Standard and Poor’s cited a risk of interference in monetary policy, cut Serbia’s credit rating and warned of worse to come.
“The negative outlook reflects our view that Serbia’s twin fiscal and external deficits could create greater vulnerabilities, complicated by institutional interference and financial spillovers from the euro zone,” the agency said.
The battle over the bank will only fuel doubts in the West over the new government’s commitment to the largely reformist, pro-EU path taken by Serbia with the fall of late leader Slobodan Milosevic 12 years ago.
Shrugging off a warning from the EU that it risked taking a “step back” in its membership bid, the coalition has pushed through legislation creating a powerful, parliament-appointed supervisory body represented on the bank’s executive board and giving parliament the job of appointing the entire top team.
The government is an alliance of socialists and nationalists who last held power together at the tail end of Milosevic’s 13-year rule, when Serbia was mired in war and hyperinflation.

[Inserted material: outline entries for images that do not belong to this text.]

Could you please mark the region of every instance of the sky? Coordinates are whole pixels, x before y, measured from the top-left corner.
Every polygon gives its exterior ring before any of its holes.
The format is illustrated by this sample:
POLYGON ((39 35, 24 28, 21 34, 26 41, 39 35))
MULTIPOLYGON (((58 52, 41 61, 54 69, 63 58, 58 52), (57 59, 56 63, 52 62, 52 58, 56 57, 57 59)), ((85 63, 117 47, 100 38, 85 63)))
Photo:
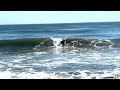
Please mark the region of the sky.
POLYGON ((0 11, 0 25, 120 21, 120 11, 0 11))

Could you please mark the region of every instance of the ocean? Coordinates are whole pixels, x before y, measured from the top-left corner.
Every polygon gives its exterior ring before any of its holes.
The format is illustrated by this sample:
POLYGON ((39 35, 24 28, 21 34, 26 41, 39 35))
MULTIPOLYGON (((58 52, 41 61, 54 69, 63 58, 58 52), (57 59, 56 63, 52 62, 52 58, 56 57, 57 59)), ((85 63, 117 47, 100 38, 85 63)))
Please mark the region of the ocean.
POLYGON ((120 22, 0 25, 0 78, 119 79, 120 22))

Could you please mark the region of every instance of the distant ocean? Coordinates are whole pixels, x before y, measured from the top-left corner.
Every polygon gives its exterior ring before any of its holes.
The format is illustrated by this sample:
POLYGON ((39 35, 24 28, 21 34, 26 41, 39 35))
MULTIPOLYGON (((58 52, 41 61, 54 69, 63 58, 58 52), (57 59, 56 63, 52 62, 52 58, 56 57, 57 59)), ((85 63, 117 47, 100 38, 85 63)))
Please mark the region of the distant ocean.
POLYGON ((0 25, 0 78, 119 79, 120 22, 0 25))

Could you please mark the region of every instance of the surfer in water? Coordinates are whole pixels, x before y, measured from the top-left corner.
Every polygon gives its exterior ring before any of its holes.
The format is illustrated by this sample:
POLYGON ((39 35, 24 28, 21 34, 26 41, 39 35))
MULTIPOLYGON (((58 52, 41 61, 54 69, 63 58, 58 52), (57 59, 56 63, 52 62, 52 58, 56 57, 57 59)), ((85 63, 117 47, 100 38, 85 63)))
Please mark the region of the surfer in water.
MULTIPOLYGON (((62 44, 62 46, 65 46, 65 40, 62 40, 61 42, 60 42, 60 44, 62 44)), ((59 44, 59 45, 60 45, 59 44)))

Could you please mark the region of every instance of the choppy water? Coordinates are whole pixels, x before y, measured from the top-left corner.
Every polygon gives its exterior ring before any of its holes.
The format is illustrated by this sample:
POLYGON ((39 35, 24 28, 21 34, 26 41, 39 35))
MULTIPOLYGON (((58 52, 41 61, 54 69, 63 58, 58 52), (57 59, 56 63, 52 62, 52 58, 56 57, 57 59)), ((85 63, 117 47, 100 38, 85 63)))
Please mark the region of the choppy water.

Socialist Prime Minister Ivica Dacic, Milosevic’s wartime spokesman, has promised expansive fiscal policy to counter two quarters of economic contraction this year, and says the central bank should play along.

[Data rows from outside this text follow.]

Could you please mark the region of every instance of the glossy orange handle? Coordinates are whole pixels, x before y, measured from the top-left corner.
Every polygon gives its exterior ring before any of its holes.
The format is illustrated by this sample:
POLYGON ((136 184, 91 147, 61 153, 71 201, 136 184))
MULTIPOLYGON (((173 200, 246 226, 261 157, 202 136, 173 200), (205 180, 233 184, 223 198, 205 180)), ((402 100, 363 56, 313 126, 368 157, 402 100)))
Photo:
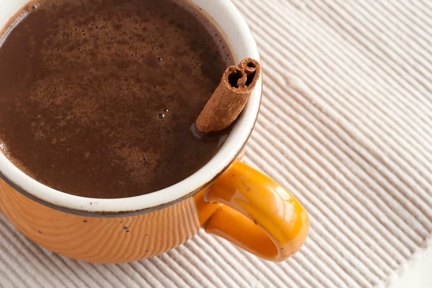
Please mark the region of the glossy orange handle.
POLYGON ((285 188, 261 172, 236 162, 204 195, 220 206, 205 227, 261 258, 281 261, 302 247, 309 218, 302 204, 285 188))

Finance Minister Mladjan Dinkic said the ratings cut was to be expected, and blamed the previous Democrat-led government.
The dispute echoes a recent clash between the EU and Serbian neighbour Hungary over the independence of its central bank.
“In terms of structure, the act (in Serbia) is far more aggressive than anything that even happened in Hungary,” said Nomura economist Peter Attard Montalto.
“The key worry is that they’ve (the bank) lost a lot of talent,” he said. “And that’s a key worry that the rating agencies picked up on -- losing the ability for them to respond to vulnerabilities given what they (S&P) call institutional interference.”
Former governor Soskic stuck to a restrictive monetary policy despite an increasingly bleak economic outlook, raising the bank’s benchmark rate over the past two months to 10.25 percent, the highest in central and eastern Europe.
The budget deficit stands at over 7 percent of output but of more concern is public debt that is almost 55 percent of GDP, far higher than levels recommended by the IMF in the past for similar emerging economies.
That adds to the case for keeping rates relatively tight.
“I wouldn’t see (the central bank) making any decision, but this will be more of a get-together,” Martin Stelzeneder, Raiffeisen analyst in Vienna, said of Thursday’s rates meeting.
“The dinar will be under pressure due to the political situation,” he said.
Analysts say a revival of IMF funding will be crucial to stabilising the dinar, which has hit a series of record lows against the euro in the wake of an inconclusive May election.
But the IMF warned last week that the new central bank saga would have consequences for a frozen 1 billion euro (791.92 million pounds) standby deal.
Finance Ministry tax adviser Milica Bisic said Serbia was unlikely to get its debt down quickly enough to revive the current IMF deal. Instead, it would seek to negotiate a new arrangement toward the end of the year.
Bisic, in an interview with the Wednesday edition of Serbian weekly NIN, said that to bring down the “enormous deficit” the government was considering raising value added tax from 18 percent to 20 and capital gains tax from 10 percent to 15.